Use this diagram. Angle chasing should suffice. Assume the that the measure of $$\angle PQR = Q , \angle RPQ = P , \angle PRQ = R$$

Student: $$\alpha = 2P$$ since it is the angle at the center (twice the angle at circumference). Again $$\displaystyle { \angle IQR = \frac{Q}{2} , \angle IRQ = \frac {R}{2} \implies \beta = 180^o – \frac{Q+R}{2} = 90^o + \frac{P}{2} }$$
Finally $$\angle BQR = \angle OQR = 90^o -R, \angle ORQ = 90^o – Q \implies \gamma = R+Q$$

Hence $$\displaystyle { \frac{1}{\alpha}+\frac{1}{\beta}+\frac{1}{\gamma} = \frac{1}{2P}+\frac{1}{90 + \frac{P}{2}}+\frac{1}{180-P} }$$

But here is a problem. If I maximize P (by replacing it 90), it adversely affects 180 – P as Pis negative there. Somehow we must balance the value of P.

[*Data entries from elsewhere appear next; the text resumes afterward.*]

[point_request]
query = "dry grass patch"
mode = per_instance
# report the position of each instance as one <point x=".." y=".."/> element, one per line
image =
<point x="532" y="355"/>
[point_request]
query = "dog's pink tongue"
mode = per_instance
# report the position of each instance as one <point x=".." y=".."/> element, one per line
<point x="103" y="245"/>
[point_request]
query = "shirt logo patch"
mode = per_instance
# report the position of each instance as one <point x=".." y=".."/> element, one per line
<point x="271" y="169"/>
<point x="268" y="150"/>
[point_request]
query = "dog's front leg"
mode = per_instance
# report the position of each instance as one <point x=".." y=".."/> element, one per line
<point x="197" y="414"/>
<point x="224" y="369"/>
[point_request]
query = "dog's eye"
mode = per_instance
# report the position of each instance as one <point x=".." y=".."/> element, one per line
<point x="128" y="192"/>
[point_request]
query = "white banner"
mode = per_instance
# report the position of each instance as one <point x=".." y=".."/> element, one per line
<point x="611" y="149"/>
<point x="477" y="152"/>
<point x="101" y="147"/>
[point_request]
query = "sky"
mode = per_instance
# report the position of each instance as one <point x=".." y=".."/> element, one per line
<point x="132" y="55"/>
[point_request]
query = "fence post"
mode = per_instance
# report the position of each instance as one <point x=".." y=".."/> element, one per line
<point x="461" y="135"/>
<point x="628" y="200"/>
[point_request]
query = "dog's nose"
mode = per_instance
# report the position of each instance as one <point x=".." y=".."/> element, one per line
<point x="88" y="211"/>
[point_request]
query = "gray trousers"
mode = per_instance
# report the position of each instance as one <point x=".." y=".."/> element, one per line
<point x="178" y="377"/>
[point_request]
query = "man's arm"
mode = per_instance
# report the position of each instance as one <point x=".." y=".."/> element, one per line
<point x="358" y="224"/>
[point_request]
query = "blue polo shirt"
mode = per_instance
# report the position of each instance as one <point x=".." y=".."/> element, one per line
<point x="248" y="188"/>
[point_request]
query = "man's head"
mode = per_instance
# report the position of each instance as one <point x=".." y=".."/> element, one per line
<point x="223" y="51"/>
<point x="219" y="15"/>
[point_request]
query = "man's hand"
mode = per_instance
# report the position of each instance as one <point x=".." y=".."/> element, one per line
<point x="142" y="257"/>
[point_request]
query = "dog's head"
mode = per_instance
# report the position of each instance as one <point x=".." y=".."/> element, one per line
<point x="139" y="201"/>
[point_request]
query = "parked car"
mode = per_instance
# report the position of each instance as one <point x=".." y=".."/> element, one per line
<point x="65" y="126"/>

Teacher: Right. If you replace P by 90, 1/2P will remain greater than 1/180, but 1/90 will be less than 1/180-P.
Here we need to use Arithmetic Mean > Harmonic Mean inequality which state for positive numbers a, b, c we have $$\displaystyle { \frac{3}{\frac{1}{a}+ \frac{1}{b} + \frac{1}{c} } \le \frac{a+b+c}{3} \implies \frac{9}{a+b+c} \le \frac{1}{a}+ \frac{1}{b} + \frac{1}{c} }$$

$$\displaystyle { \frac{1}{\alpha}+\frac{1}{\beta}+\frac{1}{\gamma} = \frac{1}{2P}+\frac{1}{90 + \frac{P}{2}}+\frac{1}{180-P} \ge \frac{9} { 2P +90 + \frac{P}{2} + 180 – P } }$$

Student: Ok. I think I can do it from here.

Since it is an acute angled triangle, $$P \le 90^o$$
Hence replacing P by 90, we get

$$\displaystyle { \frac{1}{\alpha}+\frac{1}{\beta}+\frac{1}{\gamma} > \frac{9} { 90 +90 + \frac{90}{2} + 180 } = \frac{9}{9 \times 45} = \frac{1}{45} }$$

Teacher: Just one point of caution; all numbers are in degrees. Also mention that ‘increasing the denominator decreases a number’.